Against the Line or the Danced Rage
Punk/Rock in the late GDR
24/05/—17/08/25
Tina Bara, Christiane Eisler, Clemens Gröszer, Peter Gruchot, Chris Hinze, Charlie Köckritz, Sven Marquart, Peter Oehlmann, Helga Paris, Gerd Rattei, Donald Saischowa, Daniel Sambo-Richter, Karin Wieckhorst
feat. flüstern & SCHREIEN, Sandow, WK13, Tapetopia
The cabinet exhibition provides a snapshot of specific forms of youth culture during the last decade of the GDR. The focus is on various transdisciplinary scenes and attitudes that played a key role in the formation of networks and communities during this time and which demonstrated a (critical) distance from state-imposed norms.
Exhibits of various kinds are on display: film and photographic documentation, as well as art. The latter can be divided into two categories: on the one hand, the first artistic forays of young cultural workers from Cottbus who were part of the scene. Their works embody the zeitgeist of the 1980s and simultaneously testify to the creative energy at the interface between visual art, music, and rebellious (youth) cultures.
On the other hand, works by already established artists, most of whom also belonged to a different generation, represent outside perspectives on marginalized youth cultures.
The documentary aspect of the exhibition, which focuses primarily on the Cottbus bands WK13 and Sandow and their environment, reveals certain areas of tension: The documentation often testifies to borderlines between what was permitted, what was allowed, and what was (strictly) forbidden. On the one hand, copying flyers, posters, etc. was prohibited; on the other, the bands were involved in DEFA and Amiga productions (although some song lyrics had to be changed).
In a variety of ways, the exhibition also reveals clear references to developments in art and cultural history. Thus, the work of artists of all disciplines during this period is often influenced by the attitude to life, poetry, and imagery of Expressionist and Dadaist attitudes. From aesthetically pleasing apocalyptic moods to bitingly sarcastic criticisms of politics and society, to perceptual experiments of seemingly grotesque everyday realities, as well as notions of art as an anti-bourgeois habitat, one can find connections between the avant-garde of the early 20th century and the parallel/subcultures of the 1980s in the GDR.

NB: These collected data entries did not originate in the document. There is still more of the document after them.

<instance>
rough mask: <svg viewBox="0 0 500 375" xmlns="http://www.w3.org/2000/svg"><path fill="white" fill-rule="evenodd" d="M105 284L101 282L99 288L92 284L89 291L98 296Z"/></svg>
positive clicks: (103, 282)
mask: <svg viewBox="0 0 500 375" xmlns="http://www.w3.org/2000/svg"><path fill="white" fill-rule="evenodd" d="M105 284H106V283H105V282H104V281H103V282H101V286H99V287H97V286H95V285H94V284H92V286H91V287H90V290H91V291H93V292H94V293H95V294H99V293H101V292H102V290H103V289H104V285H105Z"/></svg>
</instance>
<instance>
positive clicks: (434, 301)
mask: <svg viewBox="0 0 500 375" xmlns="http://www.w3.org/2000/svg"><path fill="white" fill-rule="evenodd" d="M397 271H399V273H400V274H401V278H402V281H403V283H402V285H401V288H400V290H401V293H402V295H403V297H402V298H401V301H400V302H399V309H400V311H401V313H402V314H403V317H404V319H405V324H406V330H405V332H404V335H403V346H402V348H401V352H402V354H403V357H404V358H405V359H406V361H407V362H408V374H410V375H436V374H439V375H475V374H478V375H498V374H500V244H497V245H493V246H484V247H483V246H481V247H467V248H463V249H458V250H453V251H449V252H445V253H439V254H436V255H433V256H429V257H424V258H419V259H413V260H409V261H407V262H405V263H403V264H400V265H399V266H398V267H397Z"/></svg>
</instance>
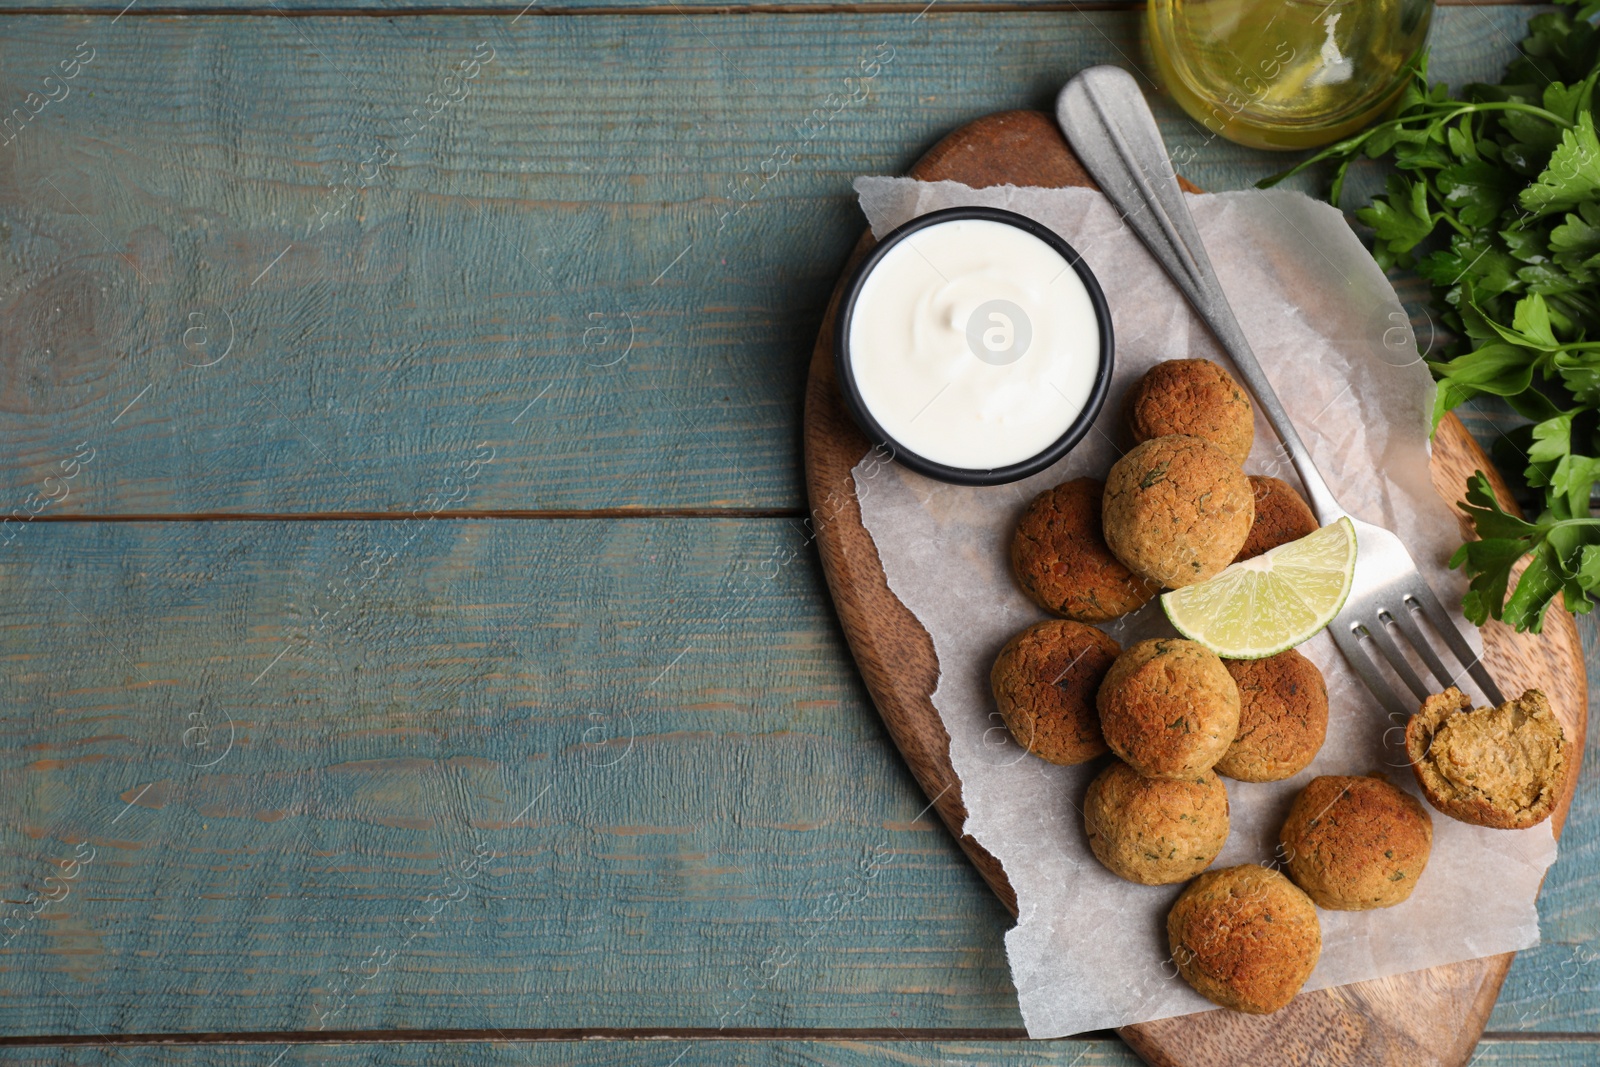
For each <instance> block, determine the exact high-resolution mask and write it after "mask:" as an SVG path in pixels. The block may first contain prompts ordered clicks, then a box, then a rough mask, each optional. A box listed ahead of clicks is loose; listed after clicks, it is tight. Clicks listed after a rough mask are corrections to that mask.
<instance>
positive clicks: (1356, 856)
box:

Against the Line or the Danced Rage makes it understandable how a generation of young people vehemently – and above all publicly – resisted rigid social rules and state value systems. At the same time, however, the fractures and gray areas of an ever-disintegrating state system are also made clear.
The exhibition does not aim to depict or re-enact a comprehensive history of youth cultures. Rather, the presentation seeks to create a historical and aesthetic space for memory and narrative through a historicizing combination of art and documents.